Pasar tradisional bahkan mal di beberapa daerah dipadati warga yang ingin mempersiapkan hari kemenangan untuk membeli baju baru maupun bahan pangan pokok.
Menanggapi hal ini, Ketua Asosiasi Pengelola Pusat Belanja Indonesia (APPBI) DPD Jakarta Ellen Hidayat mengatakan, seluruh mall di ibu kota masih tutup alias mengikuti PSBB.
"Mal di DKI tidak ada yang buka, semua masih mengikuti protokol kesehatan Covid-19. Yang banyak terdengar bukan anggotal mal dari DKI. Sanksi diberikan oleh pihak Pemprov DKI bilamana ada," kata Ellen saat dihubungi Askara, Kamis (21/5).
Dalam aturannya sendiri, pihak mal akan memberi informasi ke seluruh tenant mengenai tanggal operasional dan meminta para tenant untuk melakukan persiapan karyawan serta perlengkapannya.
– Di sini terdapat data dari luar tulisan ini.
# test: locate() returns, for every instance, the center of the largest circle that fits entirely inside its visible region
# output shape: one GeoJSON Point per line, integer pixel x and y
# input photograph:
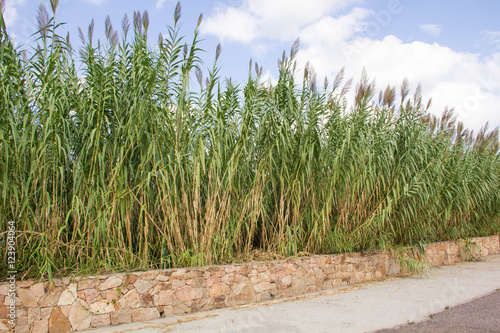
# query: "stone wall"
{"type": "Point", "coordinates": [76, 304]}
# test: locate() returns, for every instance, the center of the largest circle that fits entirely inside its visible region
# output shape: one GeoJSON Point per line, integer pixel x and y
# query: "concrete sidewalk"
{"type": "Point", "coordinates": [358, 308]}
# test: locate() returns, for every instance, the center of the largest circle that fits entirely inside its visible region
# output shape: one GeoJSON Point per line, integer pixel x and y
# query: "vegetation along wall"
{"type": "Point", "coordinates": [70, 304]}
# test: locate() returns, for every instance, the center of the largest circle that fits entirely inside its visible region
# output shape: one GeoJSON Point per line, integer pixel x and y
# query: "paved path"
{"type": "Point", "coordinates": [366, 308]}
{"type": "Point", "coordinates": [480, 315]}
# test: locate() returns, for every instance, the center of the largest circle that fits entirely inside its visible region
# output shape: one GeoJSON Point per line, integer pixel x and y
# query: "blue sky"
{"type": "Point", "coordinates": [451, 47]}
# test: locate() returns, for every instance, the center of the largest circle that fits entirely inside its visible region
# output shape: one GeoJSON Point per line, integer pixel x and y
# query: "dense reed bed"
{"type": "Point", "coordinates": [122, 156]}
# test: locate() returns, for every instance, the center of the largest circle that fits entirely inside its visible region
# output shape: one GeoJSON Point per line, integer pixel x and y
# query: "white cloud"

Selain itu juga melakukan general cleaning terhadap area sewa serta peralatannya untuk siap difungsikan kembali.
Kemudian setiap mal juga telah memiliki SOP masing-masing yang di mana security dan customer service akan mengatur antrean berjarak jika terjadi kerumunan. Bahkan semua pengunjung yang menggunakan eskalator juga diminta untuk berjarak.
Selain itu, mengatur secara keseluruhan mal tidak ada tenant yang diprioritaskan.
"Semua tenant silahkan buka. Terkecuali masih ada protokol kesehatan yang staging," kata Ellen.
Untuk menuju normal baru, dalam tahap awal, setiap mal bisa membuka pelayanannya. Hanya saja tidak seperti jadwal keadaan normal sebelumnya atau yang biasa pada jam 10 pagi sampai dengan 10 malam. Namun bisa saja tutup lebih awal yakni jam 8-9 malam, semuanya tergantung pengaturan dari tiap mal. Hal ini sekaligus sebagai cara mall dalam mempertimbangkan aturannya saat normal baru.
"Ya karena saat new normal butuh masa transisi lagi. Keputusan tergantung pengelola mal dengan melihat arus pengunjung," ujar Ellen.
Untuk restoran, jika sudah tidak ada PSBB, mestinya diperbolehkan dine in atau makan di tempat dengan mengatur jarak atau melakukan pengaturan tata letak meja dan kursi. Dan jika food court maka akan diatur juga pemakaian kursi berjarak.